DEPOKTIME.COM, Depok-Kebijakan sistem zonasi untuk PPDB yang ditetapkan Permendikbud No 51 Tahun 2018 berdampak buruk bagi 21 siswa miskin di Kota Depok.

Pasalnya siswa tersebut tidak bisa melanjutkan sekolah kejenjang yang lebih tinggi karena sistem tersebut.

Sebagai Ketua Dewan Kesehatan Rakyat (DKR) Kota Depok, Roy Pengharapan mengatakan sebanyak 21 siswa miskin tidak dapat melanjutkan sekolah dampak dari sistem tersebut.

“Ini aksi solidaritas kami DKR untuk keluarga miskin yang anaknya ditolak oleh sekolah negeri Depok,” jelas Roy Pangharapan saat menggelar aksi unjuk rasa didepan Gedung Balaikota Depok yang berlanjut ke Kementrian Pendidikan dan Kebudayaan di Jakarta pada Selasa(02/07/2019).

Dirinya memaparkan bahwa siswa miskin yang tidak dapat melanjutkan sekolah karena siswa tersebut tudak sesuai dengan zona yang sudah ditentukan.

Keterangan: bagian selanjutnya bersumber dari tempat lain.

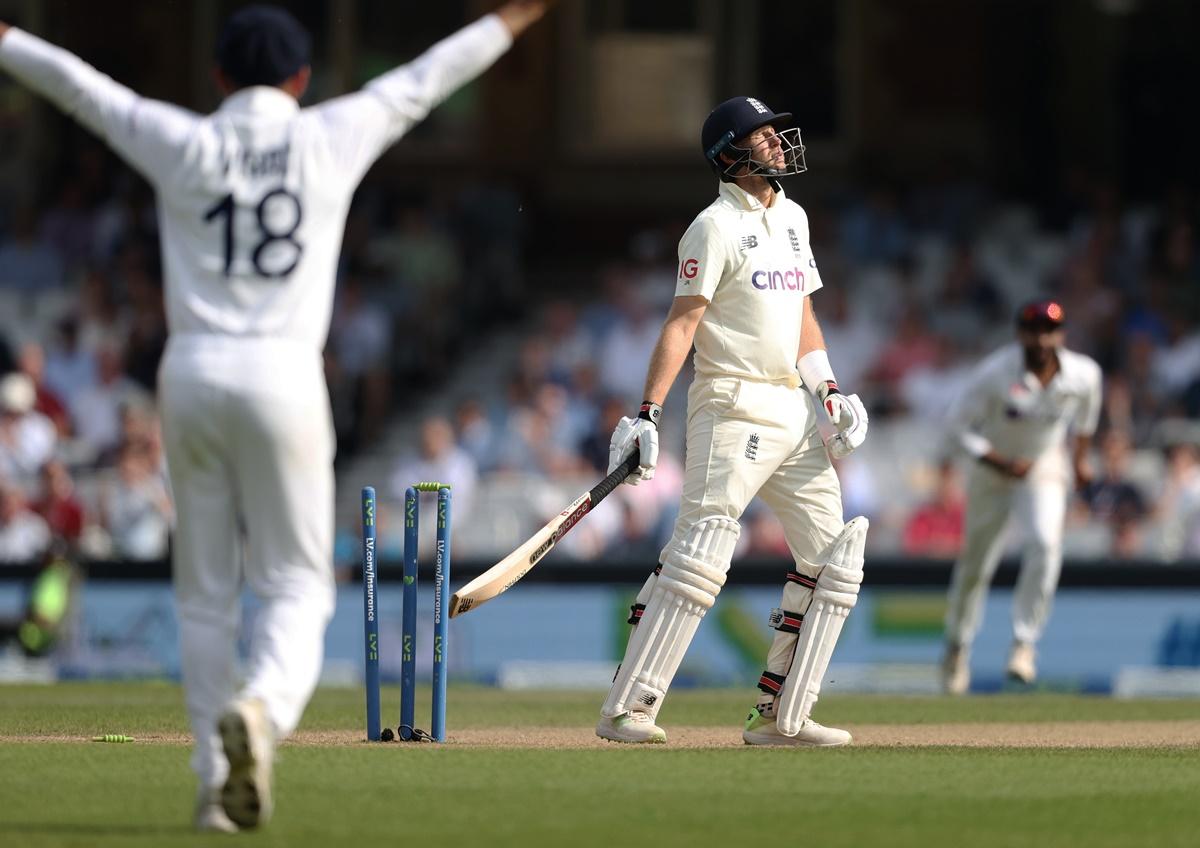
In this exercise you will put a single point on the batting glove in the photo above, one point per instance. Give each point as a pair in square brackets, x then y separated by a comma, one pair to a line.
[637, 434]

Dan dari siswa miskin yang ditolak terdapat seorang anak yatim.

“Alasan ditolak katanya karena tidak sesuai zonasi. Padahal SMA dan SMK di Depok belum merata di setiap kecamatan,” paparnya.

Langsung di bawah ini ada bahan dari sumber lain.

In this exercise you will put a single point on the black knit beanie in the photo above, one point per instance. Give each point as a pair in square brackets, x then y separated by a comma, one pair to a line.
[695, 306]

Sebagian besar dari keluarga siswa korban zonasi tersebut adalah anggota relawan DKR Kota Depok yang selama ini sudah banyak membantu masyarakat Kota Depok untuk mendapatkan pelayanan kesehatan secara cuma-cuma.

“Sudah mennjadi kewajiban kami DKR Kota Depok membantu keluarga anggota relawan kami. Apalagi mereka keluarga tak mampu,” jelasnya.

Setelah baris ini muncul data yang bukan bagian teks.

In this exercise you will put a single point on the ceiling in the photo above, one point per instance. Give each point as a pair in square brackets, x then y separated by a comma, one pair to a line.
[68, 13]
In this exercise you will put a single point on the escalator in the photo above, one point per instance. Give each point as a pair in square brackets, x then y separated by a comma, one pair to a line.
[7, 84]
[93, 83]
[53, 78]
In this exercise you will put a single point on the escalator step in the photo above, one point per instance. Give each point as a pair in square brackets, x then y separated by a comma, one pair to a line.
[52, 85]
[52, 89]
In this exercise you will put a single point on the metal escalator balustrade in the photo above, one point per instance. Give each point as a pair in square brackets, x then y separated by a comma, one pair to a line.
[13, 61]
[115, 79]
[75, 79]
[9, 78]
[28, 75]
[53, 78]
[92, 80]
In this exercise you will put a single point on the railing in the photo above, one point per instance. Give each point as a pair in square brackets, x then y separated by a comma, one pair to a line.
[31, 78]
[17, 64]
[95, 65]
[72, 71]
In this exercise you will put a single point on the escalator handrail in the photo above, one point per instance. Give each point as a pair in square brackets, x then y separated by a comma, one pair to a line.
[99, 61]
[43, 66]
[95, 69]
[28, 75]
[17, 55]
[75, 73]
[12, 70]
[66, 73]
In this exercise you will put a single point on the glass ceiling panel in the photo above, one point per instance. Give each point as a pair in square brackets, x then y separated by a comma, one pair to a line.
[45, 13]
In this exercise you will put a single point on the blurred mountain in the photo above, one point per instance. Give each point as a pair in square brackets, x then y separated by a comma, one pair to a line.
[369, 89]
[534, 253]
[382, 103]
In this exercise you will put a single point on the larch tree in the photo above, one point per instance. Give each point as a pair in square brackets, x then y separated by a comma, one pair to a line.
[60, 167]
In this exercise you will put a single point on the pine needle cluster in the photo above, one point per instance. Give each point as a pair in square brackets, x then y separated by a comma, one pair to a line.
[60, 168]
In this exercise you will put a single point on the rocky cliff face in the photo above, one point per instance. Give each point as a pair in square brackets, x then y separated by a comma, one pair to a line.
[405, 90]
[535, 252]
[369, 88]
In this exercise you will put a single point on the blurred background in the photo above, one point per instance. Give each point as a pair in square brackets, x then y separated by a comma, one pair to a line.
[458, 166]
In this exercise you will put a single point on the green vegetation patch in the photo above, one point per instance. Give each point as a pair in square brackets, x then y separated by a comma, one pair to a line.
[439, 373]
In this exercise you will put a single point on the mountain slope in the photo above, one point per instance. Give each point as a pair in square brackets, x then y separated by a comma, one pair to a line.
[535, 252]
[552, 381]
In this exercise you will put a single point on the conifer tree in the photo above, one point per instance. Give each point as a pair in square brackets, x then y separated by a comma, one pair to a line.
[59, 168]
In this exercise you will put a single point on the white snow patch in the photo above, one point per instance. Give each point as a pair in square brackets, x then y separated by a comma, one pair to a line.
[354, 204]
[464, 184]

Dirinya berharap agar semua siswa miskin di Kota Depok mendapat haknya bersekolah di sekolah negeri tanpa dipersulit oleh sistim zonasi.

“Akomodir semua siswa miskin untuk masuk sekolah negeri, agar subsidi pendidikan dari pemerintah tepat sasaran,” harapnya.

Sebelumnya, sebanyak 12 siswa warga Kecamatan Beji, Depok mendaftar di SMKN 3 Depok yang berada di Kecamatan Sukmajaya karena di Kecamatan Beji tidak ada SMA dan SMKN. Selain itu sebanyak 3 siswa juga tidak diterima di SMKN 3 di Kecamatan Sukmajaya padahal tinggal di Kecamatan Sukmajaya.

Lebih lanjut ia menerangkan bahwa nasib yang sama juga dialami oleh seorang siswa warga Kecamatan Pancoran Mas. Seorang lagi siswa dari Kecamatan Tapos mendaftar di SMA 4 Depok juga tidak diterima. 4 siswa mendaftar di SMKN 1 juga ditolak padahal masih satu kecamatan.

Sementara itu, salah satu orang tua siswa, Eti Kurniawati menuturkan bahwa anaknya melanjutkan sekolah agar bisa cepat mencari pekerjaan.

“Padahal anak kami memilih SMKN agar lukus nanti cepat dapat kerja, biar bisa bantu ekonomi keluarga,”tandasnya. (Udine/DT).